# Форум на русском языке  > Новости  > Другие новости  >  Сбой устройства управления вызвал аварию на атомной электростанции

## ALEX(XX)

Комитет внутренней безопасности США призвал Комиссию по атомной промышленности страны продолжить расследование причин аварии на атомной электростанции "Браунс-Ферри", происшедшей в августе прошлого года. 
В конце прошлого лета специалисты АЭС "Браунс-Ферри" были вынуждены вручную отключить третий энергоблок из-за неполадок с водными насосами. Как сообщает SecurityFocus, предварительное расследование показало, что авария была вызвана неисправным программируемым логическим устройством управления. Сбой устройства управления привел к резкому росту трафика к контроллерам водных насосов, в результате чего произошел выход системы из строя. Важно отметить, что внутренняя сеть атомной электростанции не имеет связи с внешними компьютерными сетями за пределами предприятия. Тем не менее, сети АЭС приходится обрабатывать очень большие объемы трафика от различных устройств и контроллеров внутри завода. 
В официальном письме, направленном в Комиссию по атомной промышленности 14 мая, руководство Комитета внутренней безопасности США потребовало провести дополнительное изучение причин, приведших к отключению энергоблока "Браунс-Ферри". Дополнительное расследование теоретически поможет избежать возникновения подобных ситуаций в будущем. 
Нужно отметить, что авария на АЭС "Браунс-Ферри" стала очередным инцидентом в череде неприятностей, затронувших энергосистемы Соединенных Штатов в последние годы. В январе 2003 года вредоносная программа Slammer проникла в компьютерную сеть атомной электростанции в Огайо. В августе того же года из-за каскадного отключения электросетей без электричества остались порядка 50 миллионов домов в северо-восточной части Соединенных Штатов и соседних провинциях Канады.

securitylab.ru

----------

Надоело быть жертвой? Стань профи по информационной безопасности, получай самую свежую информацию об угрозах и средствах защиты от ведущего российского аналитического центра Anti-Malware.ru:

----------


## Jolly Rojer

> Комитет внутренней безопасности США призвал Комиссию по атомной промышленности страны продолжить расследование причин аварии на атомной электростанции "Браунс-Ферри", происшедшей в августе прошлого года. 
> [COLOR=black]В конце прошлого лета специалисты АЭС "Браунс-Ферри" были вынуждены вручную отключить третий энергоблок из-за неполадок с водными насосами. Как сообщает SecurityFocus, предварительное расследование показало, что авария была вызвана неисправным программируемым логическим устройством управления. Сбой устройства управления привел к резкому росту трафика к контроллерам водных насосов, в результате чего произошел выход системы из строя. Важно отметить, что внутренняя сеть атомной электростанции не имеет связи с внешними компьютерными сетями за пределами предприятия...
> 
> securitylab.ru


Статья мне понравилась! Прошу прощения за оффтоп! Неплохо бы эту статью Михаилу Задорнову отослать думается разукрасил бы он ее жестко...! Жаль что написано не так "Сбой устройства управления привел к резкому росту трафика к контроллеру домена водных насосов, в результате чего произошел отказ от обслуживания контроллера домена водных насосов, что повлекло за собой веерное отключение всех серверов третьего энергоблока... и полной остановке энергоблока...! "
Жесть не правда ли...! Статья написана или для отвода глаз ни чего не понимающего обывателя.... как говорится отчет перед налогоплатильщиками или клиентами или просто очковтирательство! ИМХО! Здорово посмеялся!

----------


## Shu_b

> Комитет внутренней безопасности США призвал Комиссию по атомной промышленности страны продолжить расследование причин аварии на атомной электростанции "Браунс-Ферри", происшедшей в августе прошлого года.

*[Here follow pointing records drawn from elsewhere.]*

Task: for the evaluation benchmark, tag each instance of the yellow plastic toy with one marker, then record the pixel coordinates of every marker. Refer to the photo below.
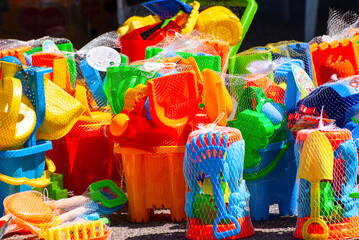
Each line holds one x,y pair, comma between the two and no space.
62,112
89,119
192,19
88,230
316,163
9,69
38,182
221,22
136,22
132,96
216,97
17,114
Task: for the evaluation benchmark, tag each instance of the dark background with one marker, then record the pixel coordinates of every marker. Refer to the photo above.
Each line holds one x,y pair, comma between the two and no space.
82,20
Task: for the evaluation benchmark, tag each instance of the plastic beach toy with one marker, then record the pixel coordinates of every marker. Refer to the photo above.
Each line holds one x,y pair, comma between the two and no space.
33,213
62,112
316,164
17,114
221,22
210,158
162,100
167,8
216,97
136,22
108,202
89,230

> Статья написана или для отвода глаз ни чего не понимающего обывателя.... как говорится отчет перед налогоплатильщиками или клиентами или просто очковтирательство!


Данная публикация имеет политическую направленность, для решения вопросов перераспределения финансовых потоков... ;-)

----------


## SuperBrat

Насколько я помню по работе на заводе, зависание компьютера инженера цеха не приводило к повреждению электро-механических устройств контроля и обмороку оператора ими управляющего. А тут атомная станция. 10-кратная система контроля.  :Wink:

----------


## Jolly Rojer

> Насколько я помню по работе на заводе, зависание компьютера инженера цеха не приводило к повреждению электро-механических устройств контроля и обмороку оператора ими управляющего. А тут атомная станция. 10-кратная система контроля.


Мало того на них еще дублируется все не один раз!

----------